15518021911 Encyclopædia Britannica, Volume 12 — Girard, Jean Baptiste

GIRARD, JEAN BAPTISTE [known as “Le Père Girard” or “Le Père Gregoire”] (1765–1850), French-Swiss educationalist, was born at Fribourg and educated for the priesthood at Lucerne. He was the fifth child in a family of fourteen, and his gift for teaching was early shown at home in helping his mother with the younger children; and after passing through his noviciate he spent some time as an instructor in convents, notably at Würzburg (1785–1788). Then for ten years he was busy with religious duty. In 1798, full of Kantian ideas, he published an essay outlining a scheme of national Swiss education; and in 1804 he began his career as a public teacher, first in the elementary school at Fribourg (1805–1823), then (being driven away by Jesuit hostility) in the gymnasium at Lucerne till 1834, when he retired to Fribourg and devoted himself with the production of his books on education, De l’enseignement régulier de la langue maternelle (1834, 9th ed. 1894; Eng. trans. by Lord Ebrington, The Mother Tongue, 1847), and Cours éducatif (1844–1846).
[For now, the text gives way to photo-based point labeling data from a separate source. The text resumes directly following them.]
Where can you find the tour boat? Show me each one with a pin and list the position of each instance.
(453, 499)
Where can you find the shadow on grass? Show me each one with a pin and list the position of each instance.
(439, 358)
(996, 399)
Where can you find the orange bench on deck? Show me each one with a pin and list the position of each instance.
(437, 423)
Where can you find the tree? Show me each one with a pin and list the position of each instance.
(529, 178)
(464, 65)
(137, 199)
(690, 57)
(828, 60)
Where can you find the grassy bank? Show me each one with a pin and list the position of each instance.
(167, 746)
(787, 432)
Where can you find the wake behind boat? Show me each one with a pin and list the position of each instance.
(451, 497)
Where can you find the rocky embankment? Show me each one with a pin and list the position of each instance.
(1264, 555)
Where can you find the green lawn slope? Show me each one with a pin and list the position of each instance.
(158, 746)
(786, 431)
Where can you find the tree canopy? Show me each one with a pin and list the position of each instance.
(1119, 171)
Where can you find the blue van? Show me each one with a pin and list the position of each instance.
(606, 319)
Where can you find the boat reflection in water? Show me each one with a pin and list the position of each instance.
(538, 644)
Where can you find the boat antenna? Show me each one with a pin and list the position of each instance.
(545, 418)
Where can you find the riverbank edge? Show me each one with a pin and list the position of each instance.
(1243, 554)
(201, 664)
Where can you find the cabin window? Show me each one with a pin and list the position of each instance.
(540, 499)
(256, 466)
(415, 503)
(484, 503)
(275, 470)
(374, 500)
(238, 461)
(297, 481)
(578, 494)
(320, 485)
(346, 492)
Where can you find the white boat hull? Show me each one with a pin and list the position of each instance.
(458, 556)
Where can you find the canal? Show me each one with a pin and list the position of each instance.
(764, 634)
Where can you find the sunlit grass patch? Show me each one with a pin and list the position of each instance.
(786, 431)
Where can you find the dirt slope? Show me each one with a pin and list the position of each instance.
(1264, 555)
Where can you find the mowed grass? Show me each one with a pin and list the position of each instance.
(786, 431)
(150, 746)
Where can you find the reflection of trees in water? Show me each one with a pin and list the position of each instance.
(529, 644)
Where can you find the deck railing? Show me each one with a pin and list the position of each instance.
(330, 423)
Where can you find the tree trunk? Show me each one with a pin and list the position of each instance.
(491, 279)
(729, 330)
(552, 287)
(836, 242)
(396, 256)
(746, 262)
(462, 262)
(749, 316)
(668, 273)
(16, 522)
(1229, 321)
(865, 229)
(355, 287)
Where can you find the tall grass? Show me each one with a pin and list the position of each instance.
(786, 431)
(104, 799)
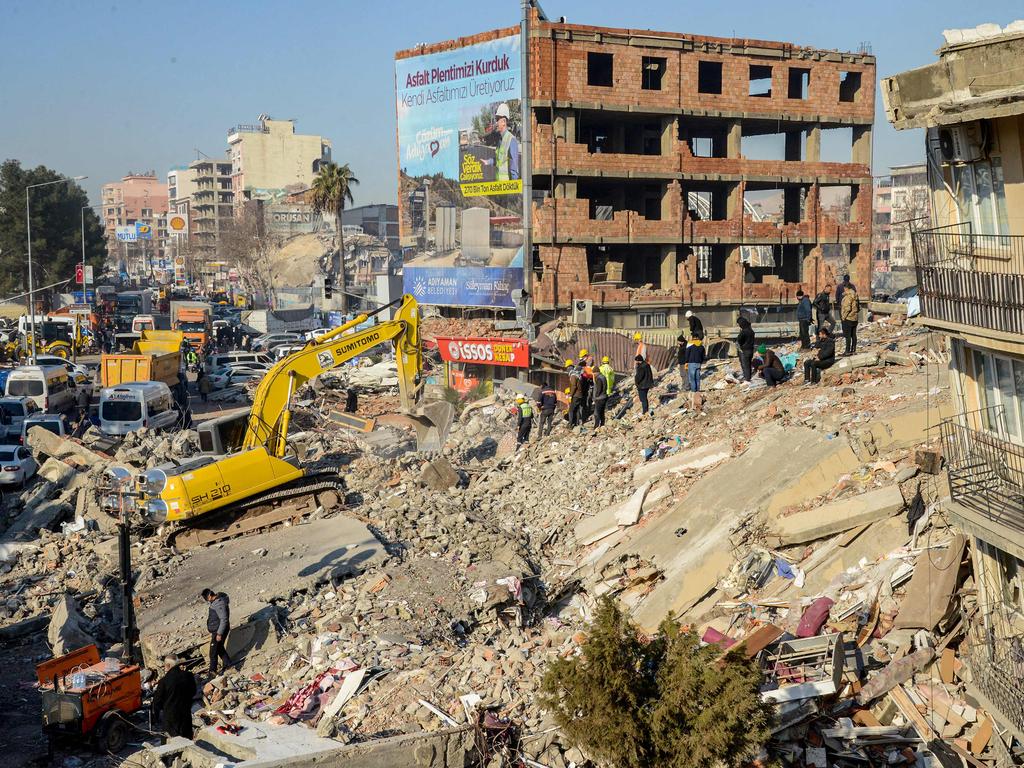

Father Girard’s reputation and influence as an enthusiast in the cause of education became potent not only in Switzerland, where he was hailed as a second Pestalozzi, but in other countries. He had a genius for teaching, his method of stimulating the intelligence of the children at Fribourg and interesting them actively in learning, and not merely cramming them with rules and facts, being warmly praised by the Swiss educationalist François Naville (1784–1846) in his treatise on public education (1832). His undogmatic method and his Liberal Christianity brought him into conflict with the Jesuits, but his aim was, in all his teaching, to introduce the moral idea into the minds of his pupils by familiarizing them with the right or wrong working of the facts he brought to their attention, and thus to elevate character all through the educational curriculum.